II, Panorâmicas lentas, planos
inteiros, laterais.
Campo dos Mártires da Pátria, meio
dia, sol quase a pino, sem crostas, queimante. Barulho esfuziante,
entorpecedor, planante, estupefaciente, crianças, patos, galinhas, perus, pais,
mescla de complicada destrinça. Para Oeste, três arrumadores aguardam a sua
vez, clamantes por uma viatura que estacione em frente ao Goethe-Institut
Portugal – Lisboa. Um nos seus quarenta anos, cabelo curto, raro, calças e
camisa cinzas, puídas, sem marca, com máscara cirúrgica no queixo. O mais
velho, nos cinquentas, de rabo de cavalo brilhante e esbranquiçado, pelo meio
das costas, forte, camisola dos Lakers tradicional, dourado já amarelado,
número trinta e dois, Magic Johnson, lavado, resplandecente, olhar meigo,
canino, sem máscara comunitária. E o mais novo, nos trintas, rabo de cavalo
preto, calças de ganga Levis originais, t-shirt branca sem marca, máscara
cirúrgica na cabeça, coberta de café e queimadura de tabaco, a fumar um
cigarro. Não falam, perfilados, concentrados, em trabalho. Muitos corredores,
muitas brincadeiras, meia dúzia de piqueniques, o chapinhar no lago, um sol de
ananases. O arrumador mais novo sai da linha de trabalho, entra numa lateral do
jardim, o cigarro curto ainda cesso, abre a braguilha, desce a máscara
cirúrgica, fica algures entre a boca e o queixo, mija furiosamente sobre uma
planta com aspecto de couve achatada, sacode o órgão genital, fecha a braguilha,
corre para um carro que está prestes a estacionar, ajeita a máscara cirúrgica,
realiza gestos geométricos com as mãos, diz assim, a direito, está bom, está
bom, dona, prostra-se junto da porta, o cigarro nas últimas, resistente, uma
mulher de meia-idade, de branco, calças brancas, blusa azul, sai da viatura,
entrega uma moeda ao ajudante. A mulher atrapalha-se, fecha o carro com as
chaves, abre-o, retira um telemóvel e um pequeno saco, fecha-o, pressiona o
comando duas vezes, vai caminhando no passeio para os lados da Mú - Gelato
Italiano e da sua fila de cinco metros, passa a mão pelo cabelo e pelo suor da
testa, saca um gel desinfetante, limpa as mãos, o telemóvel, o saco, o rosto.

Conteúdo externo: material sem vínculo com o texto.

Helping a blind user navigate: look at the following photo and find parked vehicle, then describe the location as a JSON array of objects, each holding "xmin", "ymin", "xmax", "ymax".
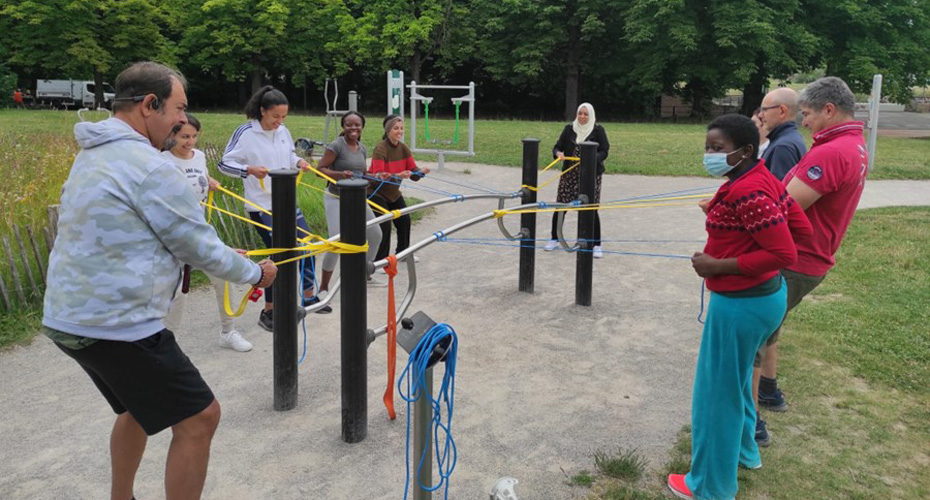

Obrigadinha, minha senhora, passe um bom dia.
III, Planos inteiros, frontais, de
conjunto, grande profundidade de campo, desfoque interdito.
Largo do Mastro, onze da noite,
temperatura amena, a parca luz eléctrica misturada à lua descoberta, a fazer o que
pode. Andaram a cortar cabeças e narizes lá em África, a matar pretos nossos,
mas tão fodidos, vocês não têm memória, nem passado. Vocês brancos estão
fodidos. Atenção, é diferente dos Estados Unidos da América, Portugal é
diferente dos Estados Unidos da América, porque eles têm uma coisa diferente,
os Estados Unidos da América têm competitividade, são competitivos, vocês
brancos daqui não, os Portugueses não têm passado, nem memória, nem são
competitivos. Cortaram as nossas cabeças, narizes, e fugiram para aqui,
olhem-me nos olhos, vocês um dia vão-se foder todos, acreditem que se vão
foder. Ninguém sabe quais as suas origens. Não papo grupos. Acreditem que se
vão foder. Assentados no chão estão uma rapariga e um rapaz, a rapariga a beber
cidra, a fumar, o rapaz a beber cerveja de garrafa média, no banco ao lado,
outra rapariga, outro rapaz, a beberem cerveja de garrafa média, o rapaz a
fumar, todos eles brancos, todos a olharem para o fantasma negro surgido
subitamente da noite e do silêncio. Na fonte central, três raparigas, a
conversarem, indiferentes, todas elas brancas, jovens, leves. Fantasma de
carnagem suada, sulcada, olhos esgazeados, também pretos pretos, vestimenta
esfarrapada, preta, vermelha, amarela, sapatilhas tipo Converse All Star,
contrabandeadas, estraçalhadas. Nas costas vários sacos escuros que ele não
deixa ver bem, cobertores a espreitarem, invólucro de prata parecido com os
sacos para mortos dos médicos forenses, a brilhar, a incomodar, cartões de
caixote, agrafados, pendentes com fita-cola acastanhada, garrafas de água,
pacotes de vinho, plásticos. Tão fodidos, não existe competitividade, alguém me
arranja um cigarro? O rapaz do chão responde que não fuma, o rapaz do banco
oferece-lhe tabaco de enrolar, mortalhas, filtros. Na loja de conveniência do
lado saem três miúdos com litrosas, visivelmente alegres. O fantasma negro
abana a cabeça, volta-se, desaparece na noite, silencioso, sem olhar para trás.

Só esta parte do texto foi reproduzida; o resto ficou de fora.